Tuesday, January 17, 2012

"Ill Met in Lankhmar" by Fritz Leiber

In the final story of Swords and Deviltry, we begin to see why Leiber had such a strong influence on D&D. Indeed, the second act, where our heroes drunkenly hatch a shockingly stupid plan and get neck-deep in trouble as a result, should sound familiar to any RPG player. We are all too delighted to see them narrowly escape, or at least it seems until the story reveals its tragic ending.

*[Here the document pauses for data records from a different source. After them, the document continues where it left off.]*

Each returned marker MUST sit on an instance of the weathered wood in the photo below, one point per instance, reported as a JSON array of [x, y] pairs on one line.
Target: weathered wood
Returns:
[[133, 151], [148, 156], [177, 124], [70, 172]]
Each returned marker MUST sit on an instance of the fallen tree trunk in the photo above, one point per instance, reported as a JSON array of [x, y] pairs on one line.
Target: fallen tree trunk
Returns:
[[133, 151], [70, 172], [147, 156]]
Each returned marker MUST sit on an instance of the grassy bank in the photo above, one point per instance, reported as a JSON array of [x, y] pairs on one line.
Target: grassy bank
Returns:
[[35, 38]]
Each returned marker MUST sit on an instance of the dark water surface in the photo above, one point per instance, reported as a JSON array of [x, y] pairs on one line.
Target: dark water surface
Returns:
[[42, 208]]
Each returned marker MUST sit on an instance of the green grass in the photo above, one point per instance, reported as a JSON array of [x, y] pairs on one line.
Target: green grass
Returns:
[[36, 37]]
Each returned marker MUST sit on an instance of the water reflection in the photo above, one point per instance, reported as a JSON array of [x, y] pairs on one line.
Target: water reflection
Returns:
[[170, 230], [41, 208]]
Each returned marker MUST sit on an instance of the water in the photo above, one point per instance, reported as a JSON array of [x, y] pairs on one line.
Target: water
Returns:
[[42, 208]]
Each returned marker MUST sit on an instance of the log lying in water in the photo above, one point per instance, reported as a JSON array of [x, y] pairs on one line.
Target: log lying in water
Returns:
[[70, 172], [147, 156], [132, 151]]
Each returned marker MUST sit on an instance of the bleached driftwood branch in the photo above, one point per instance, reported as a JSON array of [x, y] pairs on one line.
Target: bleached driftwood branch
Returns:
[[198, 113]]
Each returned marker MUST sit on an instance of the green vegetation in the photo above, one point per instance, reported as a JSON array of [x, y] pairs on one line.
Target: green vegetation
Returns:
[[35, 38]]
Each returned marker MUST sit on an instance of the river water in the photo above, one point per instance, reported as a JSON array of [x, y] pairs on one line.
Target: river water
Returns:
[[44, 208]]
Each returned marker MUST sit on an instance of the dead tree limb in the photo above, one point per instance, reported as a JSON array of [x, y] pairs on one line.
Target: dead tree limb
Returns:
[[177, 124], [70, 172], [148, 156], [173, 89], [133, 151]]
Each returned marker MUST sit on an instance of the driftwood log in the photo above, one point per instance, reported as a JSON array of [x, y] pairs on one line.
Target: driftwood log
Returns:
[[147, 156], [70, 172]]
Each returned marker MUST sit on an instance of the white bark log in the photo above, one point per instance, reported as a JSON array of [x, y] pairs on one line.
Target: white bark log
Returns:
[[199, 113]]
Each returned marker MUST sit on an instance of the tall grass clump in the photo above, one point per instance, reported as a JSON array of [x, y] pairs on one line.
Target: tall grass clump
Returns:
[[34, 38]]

While the madcap drunken adventure of fools barely skating by a likely doom is the heart of many a D&D session, what impressed me the most was the first act of the story, where Fafhrd and Gray Mouser meet, get drunk, and introduce their respective girlfriends. Many details here, from the rickety staircase to the clipped dialogue, reminded me greatly of John Fante's Bandini novels (as well as his imitator, Charles Bukowski), depicting hard-edged blue-collar folks living as best they can.

Hardboiled tales depict an America that no longer exists, when the federal and corporate bureaucratic machinery did not entirely define human life, but instead was divided into hundreds or thousands of tiny fiefdoms. It is best defined, in my mind, in the story of New York. Corrupt in the extreme, but also perhaps more honest in its seediness, one can see glimpses of this in the histories of Tammany Hall, the Lower East Side from "Hell's Kitchen" to the punk clubs and art galleries of the early '80s until it was colonized into "East Village", and even the history of the pulps themselves.

"Ill Met in Lankhmar" was a forceful reminder that Leiber lived in such a world, growing up in Chicago in the 1910s and 1920s, the heyday of the Chicago Outfit. Although I have no way to prove it, I suspect these experiences informed Lankhmar, and should inform our understanding of pulp fantasy of the hardboiled type.